VERITAS Volume Manager 4.1 Administrator's Guide
Administering Cluster Functionality
Overview of Cluster Volume Management
Chapter 10 355
Each physical disk is marked with a unique disk ID. When cluster
functionality for VxVM starts on the master, it imports all shared disk
groups (except for any that have the noautoimport attribute set). When
a slave tries to join a cluster, the master sends it a list of the disk IDs
that it has imported, and the slave checks to see if it can access them all.
If the slave cannot access one of the listed disks, it abandons its attempt
to join the cluster. If it can access all of the listed disks, it imports the
same shared disk groups as the master and joins the cluster. When a
node leaves the cluster, it deports all its imported shared disk groups, but
they remain imported on the surviving nodes.

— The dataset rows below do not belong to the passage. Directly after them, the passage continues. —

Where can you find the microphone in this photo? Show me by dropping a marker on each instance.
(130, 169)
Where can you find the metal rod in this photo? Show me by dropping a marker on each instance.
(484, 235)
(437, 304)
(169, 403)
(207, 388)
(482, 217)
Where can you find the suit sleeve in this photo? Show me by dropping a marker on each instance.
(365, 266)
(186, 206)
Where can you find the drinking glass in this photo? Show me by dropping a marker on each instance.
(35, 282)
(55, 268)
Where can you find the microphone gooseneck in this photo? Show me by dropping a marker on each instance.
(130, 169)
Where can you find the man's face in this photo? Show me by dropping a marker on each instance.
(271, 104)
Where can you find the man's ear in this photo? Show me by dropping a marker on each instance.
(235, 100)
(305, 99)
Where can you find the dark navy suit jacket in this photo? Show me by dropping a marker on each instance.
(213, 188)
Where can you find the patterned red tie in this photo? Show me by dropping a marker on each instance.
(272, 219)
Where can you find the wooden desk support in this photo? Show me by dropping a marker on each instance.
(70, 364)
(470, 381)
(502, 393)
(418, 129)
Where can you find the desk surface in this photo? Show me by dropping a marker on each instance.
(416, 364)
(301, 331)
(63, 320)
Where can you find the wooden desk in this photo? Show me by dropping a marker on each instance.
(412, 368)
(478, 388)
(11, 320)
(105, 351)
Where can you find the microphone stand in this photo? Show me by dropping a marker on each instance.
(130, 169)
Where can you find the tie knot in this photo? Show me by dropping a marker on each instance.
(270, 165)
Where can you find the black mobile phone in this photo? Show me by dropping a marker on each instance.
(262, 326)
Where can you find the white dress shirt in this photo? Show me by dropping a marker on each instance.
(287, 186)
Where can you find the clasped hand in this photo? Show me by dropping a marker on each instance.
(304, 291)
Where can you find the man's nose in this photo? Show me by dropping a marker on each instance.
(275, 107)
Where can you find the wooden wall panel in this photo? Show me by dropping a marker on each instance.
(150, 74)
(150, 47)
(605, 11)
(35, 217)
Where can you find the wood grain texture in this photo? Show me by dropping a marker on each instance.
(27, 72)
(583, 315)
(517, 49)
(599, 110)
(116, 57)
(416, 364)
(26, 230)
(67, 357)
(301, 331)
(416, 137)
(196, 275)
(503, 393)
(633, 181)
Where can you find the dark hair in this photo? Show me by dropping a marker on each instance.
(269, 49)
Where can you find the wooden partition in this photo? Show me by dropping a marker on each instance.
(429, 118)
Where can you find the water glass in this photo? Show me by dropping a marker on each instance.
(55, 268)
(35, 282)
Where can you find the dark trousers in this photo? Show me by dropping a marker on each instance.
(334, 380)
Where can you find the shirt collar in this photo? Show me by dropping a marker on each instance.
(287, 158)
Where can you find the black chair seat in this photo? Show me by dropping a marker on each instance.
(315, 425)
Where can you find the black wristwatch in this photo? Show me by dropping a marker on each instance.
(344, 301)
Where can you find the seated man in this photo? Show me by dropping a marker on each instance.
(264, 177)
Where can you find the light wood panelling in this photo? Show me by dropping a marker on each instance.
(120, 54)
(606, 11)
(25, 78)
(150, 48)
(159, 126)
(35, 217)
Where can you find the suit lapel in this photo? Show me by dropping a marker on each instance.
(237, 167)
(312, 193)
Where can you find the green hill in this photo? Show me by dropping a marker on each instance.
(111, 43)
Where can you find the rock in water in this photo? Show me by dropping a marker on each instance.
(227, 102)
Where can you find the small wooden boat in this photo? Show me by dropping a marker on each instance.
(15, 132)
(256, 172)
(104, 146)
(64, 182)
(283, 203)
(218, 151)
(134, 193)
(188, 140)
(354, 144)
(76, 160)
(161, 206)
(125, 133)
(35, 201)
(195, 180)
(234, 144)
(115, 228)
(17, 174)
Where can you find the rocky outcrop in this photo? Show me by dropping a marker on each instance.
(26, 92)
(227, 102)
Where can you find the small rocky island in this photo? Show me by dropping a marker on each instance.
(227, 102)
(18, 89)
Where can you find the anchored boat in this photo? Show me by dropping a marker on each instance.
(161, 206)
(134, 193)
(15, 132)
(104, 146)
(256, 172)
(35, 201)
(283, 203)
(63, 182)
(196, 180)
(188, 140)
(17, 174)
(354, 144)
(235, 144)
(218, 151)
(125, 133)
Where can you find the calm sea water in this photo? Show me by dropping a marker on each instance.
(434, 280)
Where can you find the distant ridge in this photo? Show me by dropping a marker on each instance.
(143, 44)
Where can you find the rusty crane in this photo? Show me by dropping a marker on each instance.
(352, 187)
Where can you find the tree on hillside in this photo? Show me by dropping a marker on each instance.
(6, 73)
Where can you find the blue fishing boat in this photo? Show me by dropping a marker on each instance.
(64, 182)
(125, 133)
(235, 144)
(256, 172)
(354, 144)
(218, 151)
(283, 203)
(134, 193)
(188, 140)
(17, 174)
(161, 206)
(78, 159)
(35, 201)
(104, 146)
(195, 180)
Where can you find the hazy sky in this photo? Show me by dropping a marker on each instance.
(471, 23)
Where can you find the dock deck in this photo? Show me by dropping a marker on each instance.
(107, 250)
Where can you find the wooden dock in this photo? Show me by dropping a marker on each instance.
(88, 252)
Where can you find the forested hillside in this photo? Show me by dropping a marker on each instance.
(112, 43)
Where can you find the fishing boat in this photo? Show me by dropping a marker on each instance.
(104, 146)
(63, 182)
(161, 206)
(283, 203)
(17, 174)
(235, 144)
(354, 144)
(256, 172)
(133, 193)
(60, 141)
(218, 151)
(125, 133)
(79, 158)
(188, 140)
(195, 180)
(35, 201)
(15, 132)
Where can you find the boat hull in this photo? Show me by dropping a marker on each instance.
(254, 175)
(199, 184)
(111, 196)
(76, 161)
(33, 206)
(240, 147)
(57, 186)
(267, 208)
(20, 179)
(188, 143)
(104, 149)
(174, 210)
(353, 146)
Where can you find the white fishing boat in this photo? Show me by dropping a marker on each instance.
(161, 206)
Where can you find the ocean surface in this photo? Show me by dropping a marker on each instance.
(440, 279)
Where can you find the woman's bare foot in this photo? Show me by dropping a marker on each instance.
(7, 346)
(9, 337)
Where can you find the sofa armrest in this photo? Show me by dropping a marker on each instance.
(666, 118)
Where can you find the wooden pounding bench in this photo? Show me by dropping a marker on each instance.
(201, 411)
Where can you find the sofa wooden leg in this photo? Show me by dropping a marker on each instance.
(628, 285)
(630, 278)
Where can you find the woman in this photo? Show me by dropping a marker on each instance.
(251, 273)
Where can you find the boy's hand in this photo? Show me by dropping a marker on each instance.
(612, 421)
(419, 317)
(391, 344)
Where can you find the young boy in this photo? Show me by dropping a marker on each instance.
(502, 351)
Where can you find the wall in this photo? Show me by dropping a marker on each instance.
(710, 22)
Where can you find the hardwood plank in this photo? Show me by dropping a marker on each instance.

Reconfiguring a shared disk group is performed with the cooperation of
all nodes. Configuration changes to the disk group happen
simultaneously on all nodes and the changes are identical. Such changes
are atomic in nature, which means that they either occur simultaneously
on all nodes or not at all.
Whether all members of the cluster have simultaneous read and write
access to a cluster-shareable disk group depends on its activation mode
setting as discussed in “Activation Modes of Shared Disk Groups” on
page 355 The data contained in a cluster-shareable disk group is
available as long as at least one node is active in the cluster. The failure
of a cluster node does not affect access by the remaining active nodes.
Regardless of which node accesses a cluster-shareable disk group, the
configuration of the disk group looks the same.
NOTE Applications running on each node can access the data on the VM disks
simultaneously. VxVM does not protect against simultaneous writes to
shared volumes by more than one node. It is assumed that applications
control consistency (by using a distributed lock manager, for example).
Activation Modes of Shared Disk Groups
A shared disk group must be activated on a node in order for the volumes
in the disk group to become accessible for application I/O from that node.
The ability of applications to read from or to write to volumes is dictated
by the activation mode of a shared disk group. Valid activation modes for
a shared disk group are exclusive-write, read-only, shared-read,
shared-write, and off (inactive). These activation modes are described
in detail in the table Table 10-1, “Activation Modes for Shared Disk
Groups,” on page 356.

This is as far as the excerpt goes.